Parte de la sabiduría del buen vivir, implica saber equilibrar los opuestos. Interiorizar, pero saber vivir en el mundo exterior, profundizar y banalizar, ser responsables y también dependientes, maduros e infantiles. Y así podríamos seguirnos sin acabar.

Uno de los equilibrios más evidentes en este sentido, es el de la distancia y la cercanía. En nuestra relación con nosotros mismos y en la relación con los demás, vamos aprendiendo cuándo acercarnos y cuando retirarnos.

Tomar distancia de todo nos permite, no solo observarlo de una forma más objetiva y racional, sino también conectar con nuestro corazón. Esa conexión es la que nos permite protegernos de lo que nos tengamos que proteger y enfrentarnos a lo que nos necesitemos enfrentar.

Sin esa distancia, nos podemos sentir revolcados como por una ola, por las emociones, las opiniones de los demás, o incluso simplemente por el ruido.

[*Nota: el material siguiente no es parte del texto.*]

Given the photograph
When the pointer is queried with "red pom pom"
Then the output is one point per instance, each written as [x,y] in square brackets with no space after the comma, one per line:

También existe el peligro de quedar atrapado en esa distancia, sin que sintamos el impulso o el deseo de la cercanía. Sin esta cercanía, no permitimos que la vida nos afecte, es decir, que nos toque y tenga un efecto en nosotros. Sin esta cercanía no hay posibilidad de crecimiento.

Necesitamos tanto nuestra soledad y silencio, como el intercambio con los que nos rodean para poder conocernos a nosotros mismos y para poder convertirnos en lo que estamos llamados a ser y a aportar.